見立てる
「見立てる」という言葉があります。
「見極める」と同義語のようなもんだと思いますが、この真意は「イメージする力」のように思います。
庭の仕事を始めた頃、兄弟子や師匠から叩き込まれたのは庭を植物を仕事をイメージする重要性で、その際に使う「見立てる」は「小さな言葉や1本の線だけの素材を頭の中で瞬時に立体・具現化すること」と解釈していました。
例えば人の庭を造る場合。
いつかどこかの旅先で見た庭がほしい、イギリスっぽいのにどこか侘び寂びのある庭がほしい・・・参考図書も写真もない中、施主の言葉や見た目からイメージする風景を探り、頭の中で組み立てていきます。
通常、個人宅の庭造りでは建築設計図のような詳細図はなく、施主に「あなたが望むのはこんな庭、風景ですよね」と確認する意味のおおまかな図面やイラストがある程度で、ここも造園業界の面白いところです。
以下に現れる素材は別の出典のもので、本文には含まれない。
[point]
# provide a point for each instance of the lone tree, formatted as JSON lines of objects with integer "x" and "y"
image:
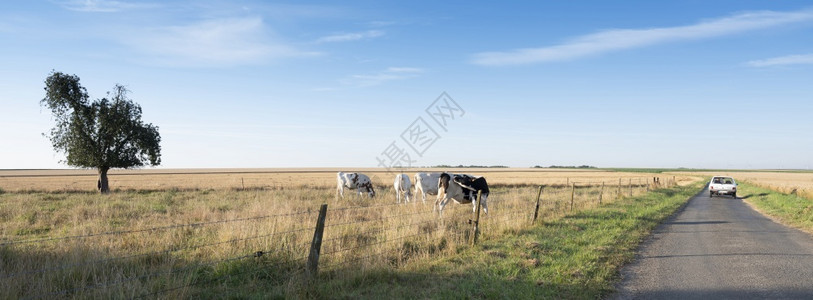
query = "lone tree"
{"x": 104, "y": 134}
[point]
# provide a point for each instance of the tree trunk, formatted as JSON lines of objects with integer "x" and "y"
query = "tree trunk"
{"x": 102, "y": 185}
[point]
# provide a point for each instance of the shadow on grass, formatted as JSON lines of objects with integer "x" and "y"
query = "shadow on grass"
{"x": 753, "y": 195}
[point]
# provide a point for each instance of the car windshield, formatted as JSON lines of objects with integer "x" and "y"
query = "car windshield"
{"x": 723, "y": 180}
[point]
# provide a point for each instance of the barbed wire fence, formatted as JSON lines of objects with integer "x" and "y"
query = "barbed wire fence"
{"x": 279, "y": 247}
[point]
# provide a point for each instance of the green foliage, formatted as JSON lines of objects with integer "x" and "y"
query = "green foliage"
{"x": 790, "y": 209}
{"x": 103, "y": 134}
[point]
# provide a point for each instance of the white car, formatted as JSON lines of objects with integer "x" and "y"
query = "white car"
{"x": 722, "y": 185}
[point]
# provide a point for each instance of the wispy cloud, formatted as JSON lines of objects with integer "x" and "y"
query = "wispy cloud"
{"x": 619, "y": 39}
{"x": 798, "y": 59}
{"x": 353, "y": 36}
{"x": 232, "y": 41}
{"x": 102, "y": 5}
{"x": 389, "y": 74}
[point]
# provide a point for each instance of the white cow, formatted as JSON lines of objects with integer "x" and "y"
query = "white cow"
{"x": 354, "y": 181}
{"x": 426, "y": 183}
{"x": 462, "y": 189}
{"x": 402, "y": 185}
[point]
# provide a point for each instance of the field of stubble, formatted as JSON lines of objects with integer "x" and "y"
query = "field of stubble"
{"x": 204, "y": 233}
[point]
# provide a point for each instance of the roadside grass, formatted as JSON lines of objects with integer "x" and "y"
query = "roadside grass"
{"x": 575, "y": 256}
{"x": 789, "y": 209}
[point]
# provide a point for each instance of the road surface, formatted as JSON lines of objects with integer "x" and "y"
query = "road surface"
{"x": 720, "y": 248}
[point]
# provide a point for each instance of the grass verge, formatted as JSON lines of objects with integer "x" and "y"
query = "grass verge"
{"x": 577, "y": 256}
{"x": 792, "y": 210}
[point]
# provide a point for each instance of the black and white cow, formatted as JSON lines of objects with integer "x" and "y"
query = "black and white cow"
{"x": 356, "y": 181}
{"x": 426, "y": 183}
{"x": 462, "y": 189}
{"x": 401, "y": 185}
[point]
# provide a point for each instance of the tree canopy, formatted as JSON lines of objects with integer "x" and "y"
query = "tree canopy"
{"x": 102, "y": 134}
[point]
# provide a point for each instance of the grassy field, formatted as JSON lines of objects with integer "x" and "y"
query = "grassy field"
{"x": 576, "y": 256}
{"x": 792, "y": 210}
{"x": 200, "y": 235}
{"x": 786, "y": 182}
{"x": 219, "y": 179}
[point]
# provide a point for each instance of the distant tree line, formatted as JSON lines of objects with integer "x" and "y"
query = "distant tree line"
{"x": 469, "y": 166}
{"x": 568, "y": 167}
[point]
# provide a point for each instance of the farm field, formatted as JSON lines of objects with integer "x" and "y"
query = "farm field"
{"x": 176, "y": 234}
{"x": 217, "y": 179}
{"x": 787, "y": 182}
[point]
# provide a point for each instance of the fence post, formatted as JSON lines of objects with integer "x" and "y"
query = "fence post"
{"x": 630, "y": 185}
{"x": 601, "y": 194}
{"x": 536, "y": 210}
{"x": 572, "y": 194}
{"x": 476, "y": 220}
{"x": 316, "y": 244}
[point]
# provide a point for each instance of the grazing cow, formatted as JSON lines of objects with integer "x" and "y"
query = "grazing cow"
{"x": 426, "y": 183}
{"x": 354, "y": 181}
{"x": 402, "y": 185}
{"x": 462, "y": 189}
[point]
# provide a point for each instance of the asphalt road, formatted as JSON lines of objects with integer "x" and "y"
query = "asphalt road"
{"x": 720, "y": 248}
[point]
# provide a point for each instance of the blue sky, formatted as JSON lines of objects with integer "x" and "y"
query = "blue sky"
{"x": 704, "y": 84}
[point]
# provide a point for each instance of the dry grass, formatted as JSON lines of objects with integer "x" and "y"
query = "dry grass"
{"x": 798, "y": 183}
{"x": 141, "y": 240}
{"x": 217, "y": 179}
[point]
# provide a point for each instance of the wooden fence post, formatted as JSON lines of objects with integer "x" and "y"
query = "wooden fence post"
{"x": 647, "y": 184}
{"x": 476, "y": 220}
{"x": 572, "y": 195}
{"x": 536, "y": 210}
{"x": 316, "y": 244}
{"x": 601, "y": 194}
{"x": 630, "y": 185}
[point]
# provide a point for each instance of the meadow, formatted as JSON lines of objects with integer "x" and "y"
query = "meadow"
{"x": 799, "y": 183}
{"x": 209, "y": 233}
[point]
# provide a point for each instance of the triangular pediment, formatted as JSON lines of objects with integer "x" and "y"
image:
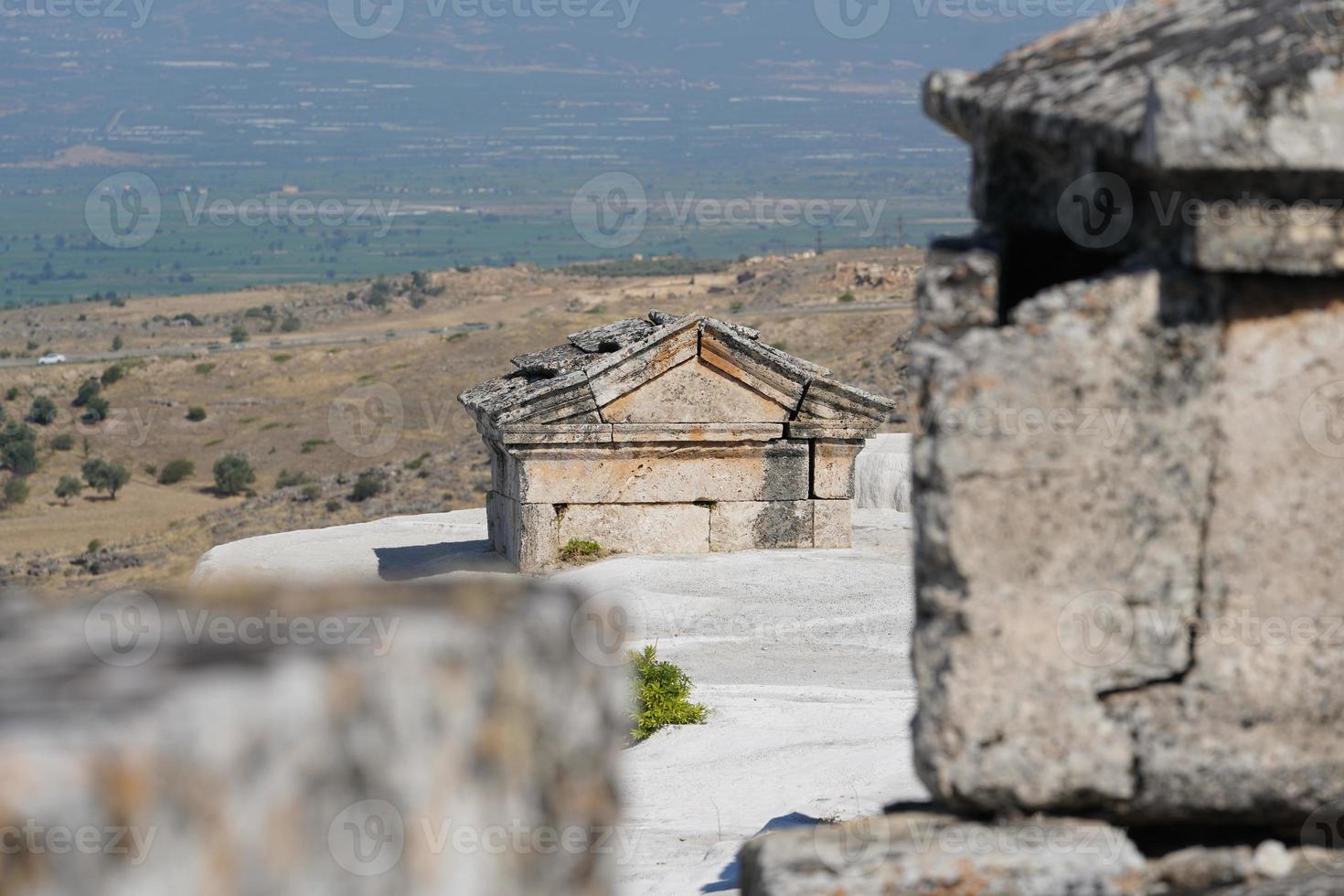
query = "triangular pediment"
{"x": 694, "y": 392}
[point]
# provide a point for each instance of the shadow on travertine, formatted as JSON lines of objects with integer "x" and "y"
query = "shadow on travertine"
{"x": 423, "y": 560}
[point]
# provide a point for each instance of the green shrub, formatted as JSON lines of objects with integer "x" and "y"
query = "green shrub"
{"x": 15, "y": 491}
{"x": 661, "y": 696}
{"x": 578, "y": 549}
{"x": 69, "y": 488}
{"x": 17, "y": 449}
{"x": 43, "y": 411}
{"x": 369, "y": 484}
{"x": 176, "y": 470}
{"x": 286, "y": 480}
{"x": 102, "y": 475}
{"x": 233, "y": 475}
{"x": 97, "y": 410}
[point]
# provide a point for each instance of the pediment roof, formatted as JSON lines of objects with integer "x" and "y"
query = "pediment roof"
{"x": 569, "y": 384}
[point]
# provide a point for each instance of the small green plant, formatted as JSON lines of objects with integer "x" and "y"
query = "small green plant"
{"x": 176, "y": 470}
{"x": 661, "y": 696}
{"x": 369, "y": 484}
{"x": 580, "y": 549}
{"x": 15, "y": 491}
{"x": 69, "y": 488}
{"x": 233, "y": 475}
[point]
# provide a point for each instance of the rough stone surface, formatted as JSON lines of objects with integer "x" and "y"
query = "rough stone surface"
{"x": 677, "y": 411}
{"x": 742, "y": 526}
{"x": 229, "y": 766}
{"x": 930, "y": 853}
{"x": 832, "y": 468}
{"x": 638, "y": 528}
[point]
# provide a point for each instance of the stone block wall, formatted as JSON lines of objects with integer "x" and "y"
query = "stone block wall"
{"x": 411, "y": 741}
{"x": 671, "y": 497}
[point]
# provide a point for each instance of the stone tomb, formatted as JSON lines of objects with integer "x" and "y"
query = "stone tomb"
{"x": 669, "y": 435}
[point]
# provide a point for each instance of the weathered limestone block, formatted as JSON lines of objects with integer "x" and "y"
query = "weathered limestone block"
{"x": 347, "y": 752}
{"x": 698, "y": 432}
{"x": 694, "y": 392}
{"x": 526, "y": 534}
{"x": 672, "y": 411}
{"x": 932, "y": 853}
{"x": 743, "y": 526}
{"x": 666, "y": 475}
{"x": 1063, "y": 480}
{"x": 1252, "y": 730}
{"x": 637, "y": 528}
{"x": 832, "y": 468}
{"x": 832, "y": 524}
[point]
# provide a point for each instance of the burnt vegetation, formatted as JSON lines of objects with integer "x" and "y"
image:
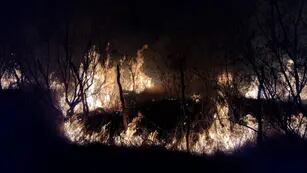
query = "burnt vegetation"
{"x": 74, "y": 97}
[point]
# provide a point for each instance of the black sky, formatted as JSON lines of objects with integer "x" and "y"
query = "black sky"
{"x": 126, "y": 21}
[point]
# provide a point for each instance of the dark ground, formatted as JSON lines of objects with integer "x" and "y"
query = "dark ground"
{"x": 29, "y": 143}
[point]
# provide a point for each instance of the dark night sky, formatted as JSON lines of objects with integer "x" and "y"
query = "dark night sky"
{"x": 126, "y": 23}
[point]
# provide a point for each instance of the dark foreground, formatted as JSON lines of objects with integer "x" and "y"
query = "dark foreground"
{"x": 30, "y": 143}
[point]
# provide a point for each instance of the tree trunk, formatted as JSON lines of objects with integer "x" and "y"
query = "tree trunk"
{"x": 259, "y": 116}
{"x": 183, "y": 108}
{"x": 122, "y": 100}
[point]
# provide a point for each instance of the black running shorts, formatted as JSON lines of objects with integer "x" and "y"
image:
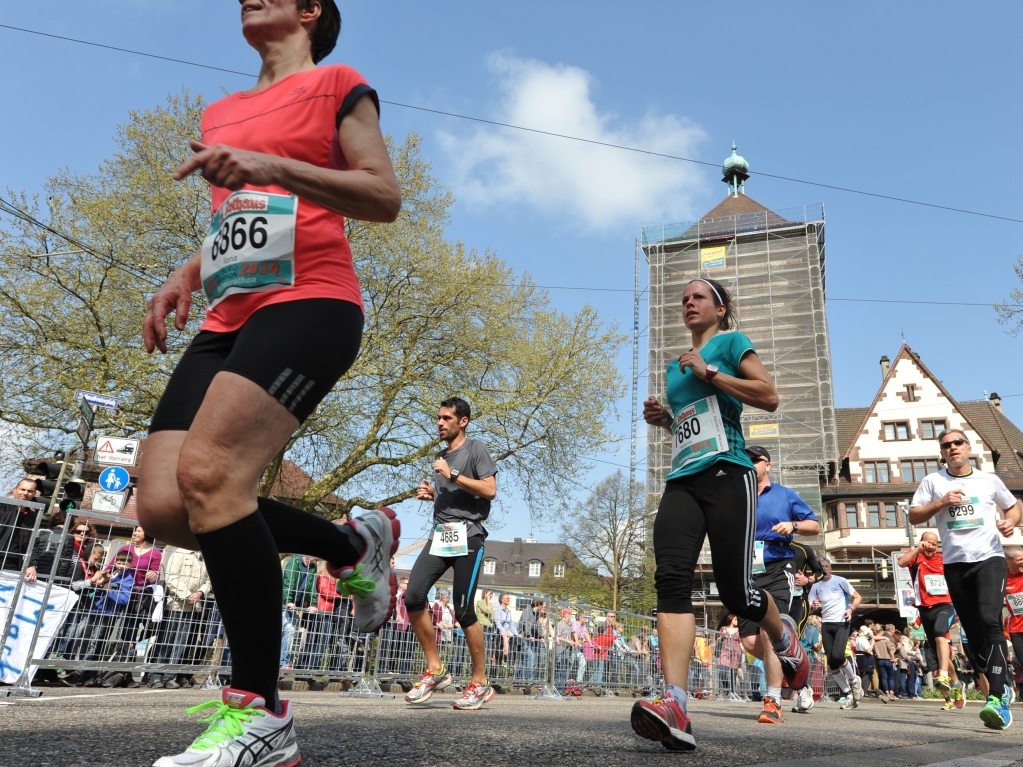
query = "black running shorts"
{"x": 936, "y": 621}
{"x": 296, "y": 351}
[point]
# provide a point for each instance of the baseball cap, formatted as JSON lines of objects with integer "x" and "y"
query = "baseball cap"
{"x": 758, "y": 452}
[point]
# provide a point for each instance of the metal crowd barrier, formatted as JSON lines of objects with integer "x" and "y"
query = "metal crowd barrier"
{"x": 153, "y": 621}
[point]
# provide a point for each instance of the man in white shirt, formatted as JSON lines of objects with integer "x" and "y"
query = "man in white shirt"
{"x": 965, "y": 504}
{"x": 837, "y": 600}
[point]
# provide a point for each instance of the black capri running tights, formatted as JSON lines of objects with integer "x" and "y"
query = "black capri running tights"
{"x": 429, "y": 569}
{"x": 719, "y": 503}
{"x": 978, "y": 592}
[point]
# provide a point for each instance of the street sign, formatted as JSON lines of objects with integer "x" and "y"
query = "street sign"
{"x": 97, "y": 400}
{"x": 84, "y": 431}
{"x": 108, "y": 503}
{"x": 114, "y": 480}
{"x": 113, "y": 451}
{"x": 87, "y": 412}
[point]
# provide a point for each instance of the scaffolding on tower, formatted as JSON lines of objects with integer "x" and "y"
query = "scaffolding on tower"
{"x": 773, "y": 265}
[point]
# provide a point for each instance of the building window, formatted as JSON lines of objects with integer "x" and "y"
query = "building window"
{"x": 876, "y": 471}
{"x": 897, "y": 432}
{"x": 918, "y": 468}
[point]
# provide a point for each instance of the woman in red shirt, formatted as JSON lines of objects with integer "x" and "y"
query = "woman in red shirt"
{"x": 286, "y": 162}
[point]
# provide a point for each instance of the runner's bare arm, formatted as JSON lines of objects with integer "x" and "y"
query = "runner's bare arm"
{"x": 925, "y": 512}
{"x": 174, "y": 296}
{"x": 903, "y": 561}
{"x": 754, "y": 388}
{"x": 656, "y": 414}
{"x": 486, "y": 488}
{"x": 367, "y": 191}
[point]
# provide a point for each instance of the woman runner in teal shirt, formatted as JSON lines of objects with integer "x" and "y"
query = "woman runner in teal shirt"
{"x": 711, "y": 491}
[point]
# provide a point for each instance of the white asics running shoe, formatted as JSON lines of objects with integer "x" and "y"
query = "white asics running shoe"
{"x": 370, "y": 581}
{"x": 804, "y": 701}
{"x": 241, "y": 732}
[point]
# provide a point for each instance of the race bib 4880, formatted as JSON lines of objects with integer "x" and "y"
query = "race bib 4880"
{"x": 251, "y": 245}
{"x": 697, "y": 433}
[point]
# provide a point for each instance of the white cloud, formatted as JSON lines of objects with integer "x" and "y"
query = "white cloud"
{"x": 598, "y": 186}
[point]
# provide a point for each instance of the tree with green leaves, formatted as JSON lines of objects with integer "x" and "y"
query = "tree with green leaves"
{"x": 1011, "y": 313}
{"x": 608, "y": 532}
{"x": 78, "y": 263}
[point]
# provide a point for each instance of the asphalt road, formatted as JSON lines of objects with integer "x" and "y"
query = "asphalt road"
{"x": 132, "y": 728}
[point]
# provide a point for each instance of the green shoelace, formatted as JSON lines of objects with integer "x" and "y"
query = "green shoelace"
{"x": 357, "y": 585}
{"x": 225, "y": 723}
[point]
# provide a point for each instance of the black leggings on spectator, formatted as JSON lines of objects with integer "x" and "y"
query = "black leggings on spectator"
{"x": 243, "y": 564}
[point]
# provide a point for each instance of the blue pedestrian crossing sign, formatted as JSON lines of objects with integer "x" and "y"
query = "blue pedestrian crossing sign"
{"x": 114, "y": 479}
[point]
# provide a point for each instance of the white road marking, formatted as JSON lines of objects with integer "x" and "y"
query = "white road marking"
{"x": 991, "y": 759}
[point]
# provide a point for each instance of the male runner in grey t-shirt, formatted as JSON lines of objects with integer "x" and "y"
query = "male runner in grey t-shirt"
{"x": 465, "y": 486}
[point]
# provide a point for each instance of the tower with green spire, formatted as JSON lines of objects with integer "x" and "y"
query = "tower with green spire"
{"x": 773, "y": 264}
{"x": 735, "y": 171}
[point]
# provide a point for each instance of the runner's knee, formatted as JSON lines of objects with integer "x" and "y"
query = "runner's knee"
{"x": 673, "y": 582}
{"x": 466, "y": 617}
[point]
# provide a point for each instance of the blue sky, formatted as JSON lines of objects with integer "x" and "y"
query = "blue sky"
{"x": 909, "y": 99}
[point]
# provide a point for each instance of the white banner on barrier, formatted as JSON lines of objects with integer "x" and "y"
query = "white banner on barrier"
{"x": 16, "y": 646}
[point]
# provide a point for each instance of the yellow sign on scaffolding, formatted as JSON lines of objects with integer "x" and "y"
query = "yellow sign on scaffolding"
{"x": 712, "y": 258}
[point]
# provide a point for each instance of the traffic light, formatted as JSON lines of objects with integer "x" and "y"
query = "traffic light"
{"x": 48, "y": 485}
{"x": 71, "y": 498}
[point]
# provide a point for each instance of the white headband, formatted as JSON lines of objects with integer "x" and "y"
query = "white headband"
{"x": 701, "y": 279}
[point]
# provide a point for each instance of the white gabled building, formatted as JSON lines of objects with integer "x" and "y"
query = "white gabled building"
{"x": 890, "y": 446}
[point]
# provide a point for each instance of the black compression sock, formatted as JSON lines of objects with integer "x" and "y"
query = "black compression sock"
{"x": 298, "y": 532}
{"x": 245, "y": 571}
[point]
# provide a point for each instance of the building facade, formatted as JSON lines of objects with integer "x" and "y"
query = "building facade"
{"x": 889, "y": 447}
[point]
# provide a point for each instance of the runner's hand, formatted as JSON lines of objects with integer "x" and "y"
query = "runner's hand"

(過去私が経験したのは初見の打ち合わせで画用紙に筆ペンで描いた水墨画のようなイメージ画がそのまま最後まで唯一の設計図となったことがありました。)
イメージする力がないといい庭も作れませんし、植え込みも剪定もできません。この枝を1本切ったらどう風景が変わるか、将来どんな樹形になるのか、来年どこに芽が出でてどう花が咲くのか。
そして感性。
作り手の技術と感性が合わさると、それは庭だろうと竹垣だろうとイメージを超越した芸術作品になる場合があります。
もちろん造園家だけでなく、どんな仕事も人も、見立てる力があってこその活躍がありますね。
画像は庭師をしていた頃に兄弟子からいただいた本です。
庭がまだ「山水」と呼ばれていた時代に書かれた本で、旧仮名メインの為に読解が難しすぎて「多分こんなこと書いているんだろうなぁ」と曖昧にしか見立てられない本。